Embodying King Lear is octogenarian Glenda Jackson, fresh from her recent Edward Albee’s Three Tall Women revival comeback after two decades of acting hiatus. Her towering frame suited up as a monarch, she is the right fit for an imposing demented king, his voice thundering against wind and sky as if screaming at nature would delay his impending infirmity.
The four-centuries-old William Shakespeare tale begins with the aging and retiring King Lear splitting his kingdom between his three daughters based on their declaration of love for him. The first two daughters, Goneril and Regan, feed him flattery to accept their share of his land. The third, Cordelia, calls out the pretense, which enrages the king into disowning her. This decision proves regrettable when he settles with his remaining daughters and his behavior provokes them to kick him out—then scheme against him. Meanwhile, the Earl’s illegitimate son, Edmund, has framed his half-brother, Edgar, so Edmund can inherit the Earl title. There are few moral players, like Cordelia and the beguiled Edgar, but there are no sides to take in this Shakespearian world. We can only bear witness to the mayhem.
As you would expect in Shakespeare’s universe, the entanglements are SNAFU. King Lear is the ideal material for a Trumpian tale, a drama riddled with power plays, falsehoods, and waning sanity. Under Sam Gold’s electrifying direction, this particular interpretation has a ball with lampooning the narcissism of regal brains, who are offended by the loss of power more so than the loss of loved ones. However, the execution is rather mixed in this confounding production, relying on its cast to compel its audience.
The deliberate design and directorial extremes don’t always hit bullseye. The gilded gold chamber backdrop illuminates the artifice of the ruling class with Trumpian shade but its static presence exhausts itself. The Fool flashing his stripe-and-stars socks during a monologue is a tad over-punctuated, as if “haha, look, we’re reflecting Trump America in this story.” I don’t oppose the decision to stage Shakespeare’s nature scenes before man-made backdrops but the choice mutes the nature scene of its, well, nature. During the stormy scenes, actors thrash against steel-sheeted walls, an uncanny effect that drowned its drama in noise. A string quartet, with music by Philip Glass, accompanies the action and dialogue but their presence cloys rather than compliment.

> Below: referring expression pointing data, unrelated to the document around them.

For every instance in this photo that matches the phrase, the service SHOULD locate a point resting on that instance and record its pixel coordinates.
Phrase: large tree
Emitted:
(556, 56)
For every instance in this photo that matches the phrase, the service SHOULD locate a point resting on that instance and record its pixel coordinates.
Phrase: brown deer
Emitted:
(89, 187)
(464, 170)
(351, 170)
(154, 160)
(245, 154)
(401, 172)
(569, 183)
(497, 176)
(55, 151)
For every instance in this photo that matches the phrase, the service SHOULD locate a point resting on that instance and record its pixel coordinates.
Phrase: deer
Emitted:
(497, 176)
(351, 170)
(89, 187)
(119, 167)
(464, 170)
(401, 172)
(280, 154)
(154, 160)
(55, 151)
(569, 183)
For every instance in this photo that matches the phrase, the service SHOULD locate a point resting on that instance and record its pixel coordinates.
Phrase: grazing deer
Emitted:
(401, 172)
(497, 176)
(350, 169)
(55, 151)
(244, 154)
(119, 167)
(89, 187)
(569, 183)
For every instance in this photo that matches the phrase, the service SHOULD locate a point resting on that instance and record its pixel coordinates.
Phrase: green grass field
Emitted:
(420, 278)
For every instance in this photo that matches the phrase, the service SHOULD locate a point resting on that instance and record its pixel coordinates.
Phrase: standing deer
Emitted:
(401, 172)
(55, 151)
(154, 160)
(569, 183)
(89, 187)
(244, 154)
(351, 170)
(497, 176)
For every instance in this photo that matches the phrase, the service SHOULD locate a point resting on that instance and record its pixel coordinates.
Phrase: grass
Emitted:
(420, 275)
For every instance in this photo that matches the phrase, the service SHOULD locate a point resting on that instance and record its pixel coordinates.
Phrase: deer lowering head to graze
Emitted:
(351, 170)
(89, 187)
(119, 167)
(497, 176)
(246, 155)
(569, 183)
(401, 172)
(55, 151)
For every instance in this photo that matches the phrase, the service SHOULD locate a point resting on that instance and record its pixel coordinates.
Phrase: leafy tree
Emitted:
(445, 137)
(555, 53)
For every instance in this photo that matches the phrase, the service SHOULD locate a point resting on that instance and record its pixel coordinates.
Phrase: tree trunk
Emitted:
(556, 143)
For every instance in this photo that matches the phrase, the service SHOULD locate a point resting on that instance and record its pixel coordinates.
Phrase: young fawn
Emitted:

The A-list cast around Jackson is rock-solid. Gush about Jackson’s classiness as much as I can, Ruth Wilson also deserved her Tony nod in her inspired doubling as Cordelia and the Fool—adding dimensions to the line “my poor fool is hanged.” With sardonic Chaplin-esque mannerisms and cockney snark, Wilson is the only character who can siphon Jackson’s kingly power as the Fool, the only soul allowed to get away with deprecating the King. The world is populated with other standouts. Pedro Pascal revels as the villainous Edmund with “let me be evil” resentment, only to find himself overwhelmed in the middle of his ladder-climbing. Pascal works well against Sean Carvajal’s good-natured Edgar. Russell Harvard is the Duke of Cromwell, ferociously hand-signing with petulance and rage. Jayne Houdyshell as Earl of Gloucester gives an uncritical pomposity that mirrors Lear’s shortsightedness. Elizabeth Marvel as Goneril and Aisling O’Sullivan as Regan are muhahaha-fun as two scheming royal sisters, whose vendetta against their father stems not just from ambition but from familial disgruntlement.
Despite the stellar cast, sometimes their acting choices don’t always collaborate. Intentions often become lost in the labyrinth of directions. Am I supposed to mourn for Cordelia with King Lear? Do I feel warm for King Lear by the time he’s reunited with his loyal child? Am I supposed to allow pity for those royal sisters overthrowing their father? Am I supposed to pity King Lear or feel repelled by his madness? With a running time of three hours and a half, King Lear never slogs, entrancing you into the action. But this production is a pile of puzzle pieces desperate to complete an unfinished picture, muddled for muddled sake. In the end, King Lear with Glenda Jackson confounds as much as it compels.